Beer biz got tuffer last 6 mos or so, nearly everyone agrees.  So what changed?  What gives?  In recent conversation with one industry expert, we easily came up with as many as 10 reasons potentially affecting short-term trends.  With improvement later in yr, we agreed, things could still shake out more or less the same as last 3 yrs  (that is, up a skosh).  So here goes.  

Two longer term issues remain at top of our list:  wine and spirits still winning and growth of taproom biz not fully recorded.  But did either of those become bigger factor? Hard to know.  As mentioned above, calendar effects net out negative in 1st qtr 2017, so that’s a factor in recent trends.  Gas prices way up, likely another.  The rest are theories.  So we’ll pose ’em as questions.  Do rising public health criticisms and increased negative press on alcohol suppress consumption?  Is there more of a January effect, i.e the tendency to take Jan off from alcohol consumption?   Does legal marijuana mean less disposable income for beer?  With people buying more of their groceries online, does that reduce impulse purchases of beer?   Did the recent election deplete or exhaust people’s appetite for alcohol combined with social interaction?  Are people simply going out less to traditional establishments?  Tote it all up and perhaps it’s surprising that trends are only a little bit worse. But whatever the reasons, it’s making biz tuffer for everybody.

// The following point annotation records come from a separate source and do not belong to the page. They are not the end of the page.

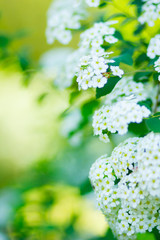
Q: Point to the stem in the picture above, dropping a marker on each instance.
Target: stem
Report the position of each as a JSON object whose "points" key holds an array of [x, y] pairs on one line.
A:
{"points": [[156, 234], [157, 98]]}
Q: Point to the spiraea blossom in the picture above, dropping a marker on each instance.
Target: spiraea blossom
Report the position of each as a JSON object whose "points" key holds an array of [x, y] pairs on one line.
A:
{"points": [[150, 12], [121, 109], [148, 156], [123, 196], [93, 71], [101, 33], [64, 16], [95, 66]]}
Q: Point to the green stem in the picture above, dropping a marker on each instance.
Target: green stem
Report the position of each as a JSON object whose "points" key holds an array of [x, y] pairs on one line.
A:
{"points": [[157, 98], [156, 234]]}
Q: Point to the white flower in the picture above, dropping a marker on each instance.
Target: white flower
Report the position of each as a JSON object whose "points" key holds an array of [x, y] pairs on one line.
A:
{"points": [[153, 49], [116, 71], [117, 182], [104, 138]]}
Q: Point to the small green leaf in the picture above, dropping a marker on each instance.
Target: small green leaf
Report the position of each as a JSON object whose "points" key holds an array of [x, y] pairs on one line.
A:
{"points": [[155, 76], [141, 59], [118, 35], [127, 20], [4, 41], [125, 57], [147, 103], [153, 123], [139, 29], [126, 68], [108, 87]]}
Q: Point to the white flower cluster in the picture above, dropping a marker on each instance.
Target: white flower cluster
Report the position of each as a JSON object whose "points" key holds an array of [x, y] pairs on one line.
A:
{"points": [[121, 109], [153, 51], [64, 16], [154, 47], [126, 187], [92, 39], [151, 12], [95, 70], [148, 157], [126, 87]]}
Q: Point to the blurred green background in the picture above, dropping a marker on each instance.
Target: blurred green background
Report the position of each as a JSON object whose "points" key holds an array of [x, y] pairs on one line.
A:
{"points": [[43, 178], [44, 188]]}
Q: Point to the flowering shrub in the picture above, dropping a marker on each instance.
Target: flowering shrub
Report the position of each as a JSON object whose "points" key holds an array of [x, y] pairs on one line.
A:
{"points": [[124, 74]]}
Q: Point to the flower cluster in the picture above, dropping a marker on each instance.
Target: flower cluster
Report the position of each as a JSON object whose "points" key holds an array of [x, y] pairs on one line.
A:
{"points": [[121, 109], [148, 157], [151, 12], [120, 183], [154, 47], [157, 67], [94, 71], [64, 16], [91, 40], [95, 66]]}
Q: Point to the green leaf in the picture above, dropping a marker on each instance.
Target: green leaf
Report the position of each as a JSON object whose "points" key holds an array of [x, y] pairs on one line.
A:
{"points": [[88, 108], [139, 5], [127, 20], [4, 41], [118, 35], [126, 68], [139, 29], [153, 123], [139, 129], [155, 76], [108, 87], [145, 236]]}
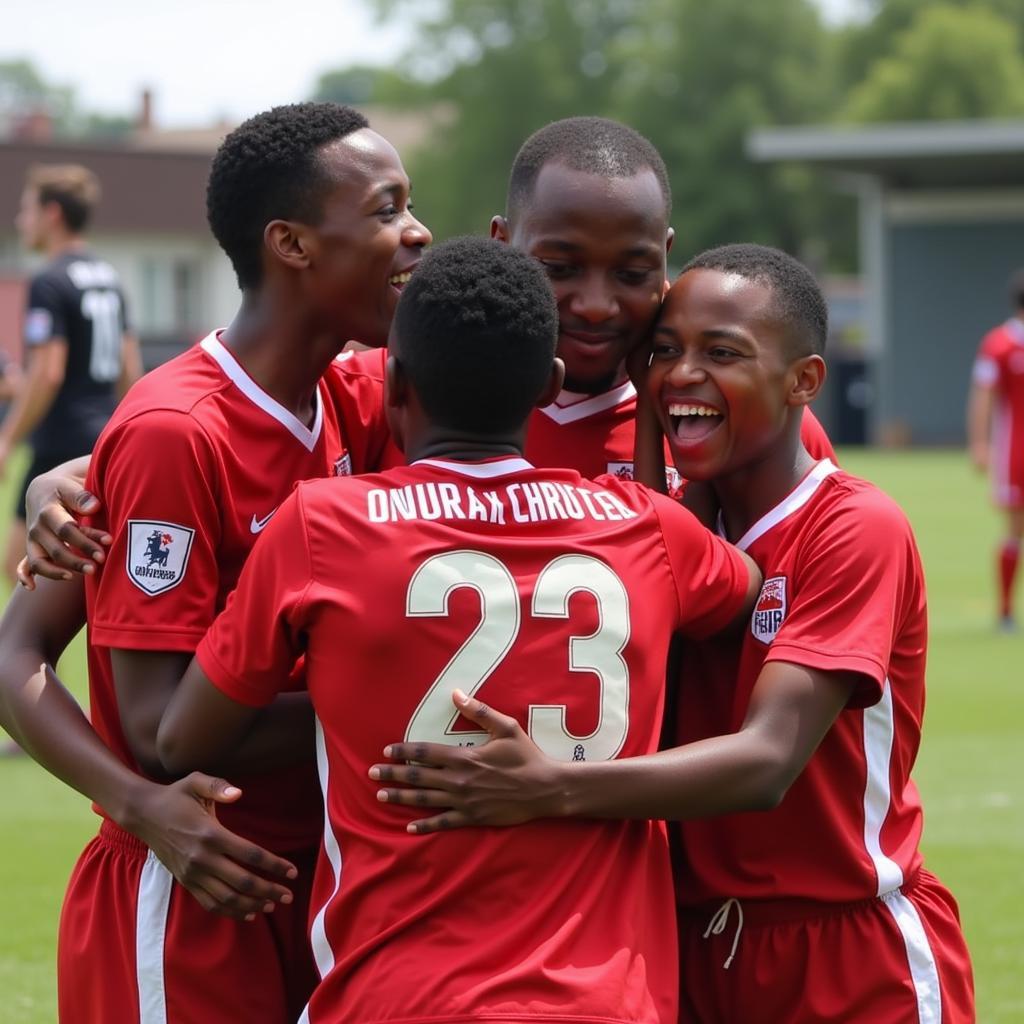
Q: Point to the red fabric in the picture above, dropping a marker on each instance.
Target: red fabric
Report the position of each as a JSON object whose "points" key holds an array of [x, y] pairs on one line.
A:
{"points": [[844, 590], [819, 963], [1010, 553], [187, 448], [559, 921], [595, 434], [999, 366], [214, 969]]}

Reviewing slightly different Nielsen data set for 12 weeks thru Jan 28, Bernstein’s Trevor Stirling made similar observations. “Industry is suffering from a slow down in top-line growth, particularly price mix,” which slowed to 0.5% for 12 weeks and “is now running broadly flat.” It had “previously been running around 3%.” Then too, “we saw an abrupt slowdown in the growth of craft beer in the off trade,” Trevor added.  “We expect the slowdown to continue through 2017 and beyond, driven by a shakeout in SKUs and likely eventually brewers.”